Das Landgericht Stuttgart stellt heraus, dass Schadenersatzansprüche nach § 823 BGB bestünde. Der Kläger habe einen Schaden in Form der Belastung mit einer ungewollten Verpflichtung erlitten. Dieser Schaden sei durch fahrlässiges Verhalten der Volkswagen AG entstanden. Bei den genannten Bestimmungen handele es sich um Schutzgesetze. „Schutzgesetz im Sinne des § 823 Abs. 2 BGB ist eine Rechtsnorm, die nach Zweck und Inhalt nicht nur die Allgemeinheit schützt, sondern zumindest auch dazu dienen soll, den Einzelnen gegen die Verletzung eines bestimmten Rechtsguts zu schützen. Das ist eine interessante weitere Entwicklung im Dieselabgasskandal und bringt gegebenenfalls neue Argumente für geschädigte Verbraucher“, sagt Dieselexperte Dr. Gerrit W. Hartung.

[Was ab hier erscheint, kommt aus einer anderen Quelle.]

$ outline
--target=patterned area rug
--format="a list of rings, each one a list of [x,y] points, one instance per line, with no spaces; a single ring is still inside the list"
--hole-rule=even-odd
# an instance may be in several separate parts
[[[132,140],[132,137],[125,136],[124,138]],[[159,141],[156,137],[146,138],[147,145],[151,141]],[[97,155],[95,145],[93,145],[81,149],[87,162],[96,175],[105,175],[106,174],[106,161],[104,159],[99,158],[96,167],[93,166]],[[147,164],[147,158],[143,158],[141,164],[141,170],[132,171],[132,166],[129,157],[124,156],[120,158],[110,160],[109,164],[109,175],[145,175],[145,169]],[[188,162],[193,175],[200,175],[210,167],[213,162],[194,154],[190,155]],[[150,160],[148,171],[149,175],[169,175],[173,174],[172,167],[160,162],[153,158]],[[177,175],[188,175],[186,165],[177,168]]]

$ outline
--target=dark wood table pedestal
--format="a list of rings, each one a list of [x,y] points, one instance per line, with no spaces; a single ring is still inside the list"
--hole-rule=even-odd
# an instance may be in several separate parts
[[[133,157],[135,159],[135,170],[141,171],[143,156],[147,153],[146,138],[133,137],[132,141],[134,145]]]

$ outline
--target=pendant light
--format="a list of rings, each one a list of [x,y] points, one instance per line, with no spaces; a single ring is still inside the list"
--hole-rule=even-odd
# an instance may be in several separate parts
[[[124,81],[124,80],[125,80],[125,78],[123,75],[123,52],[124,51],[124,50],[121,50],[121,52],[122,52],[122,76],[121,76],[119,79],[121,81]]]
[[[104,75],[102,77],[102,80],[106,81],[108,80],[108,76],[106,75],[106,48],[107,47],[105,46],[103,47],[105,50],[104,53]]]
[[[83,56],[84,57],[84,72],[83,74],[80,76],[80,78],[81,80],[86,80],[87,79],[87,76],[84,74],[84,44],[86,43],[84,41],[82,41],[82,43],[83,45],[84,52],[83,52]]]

Die Dr. Hartung Rechtsanwaltsgesellschaft hat eine spezielle Website zur neuen EA288-Thematik eingerichtet und listet dort alle Modelle von Audi, VW, Seat und Skoda auf, die sehr wahrscheinlich vom VW-EA288-Abgasskandal betroffen sind. Die Liste ist unter www.hartung-rechtsanwaelte.de/vw-dieselskandal-ea288 frei zugänglich. „Beim Dieselgate 2.0 sprechen wir von vielen Millionen Fahrzeugen. Motoren mit dem Kürzel EA 288 finden sich in zahlreichen Baureihen aller Marken des Volkswagen-Konzerns. Die Dieselmotoren sind nahezu in jedem Dieselfahrzeug als 1.4 TDI, 1.6 TDI oder 2.0 TDI seit dem Jahr 2015 flächendeckend verbaut worden. Der Schaden geht in die Milliarden und kann die Ausmaße, die wir vom ersten Skandalmotor EA189 kennen, noch weit in den Schatten stellen“, stellt Rechtsanwalt Dr. Gerrit W. Hartung heraus.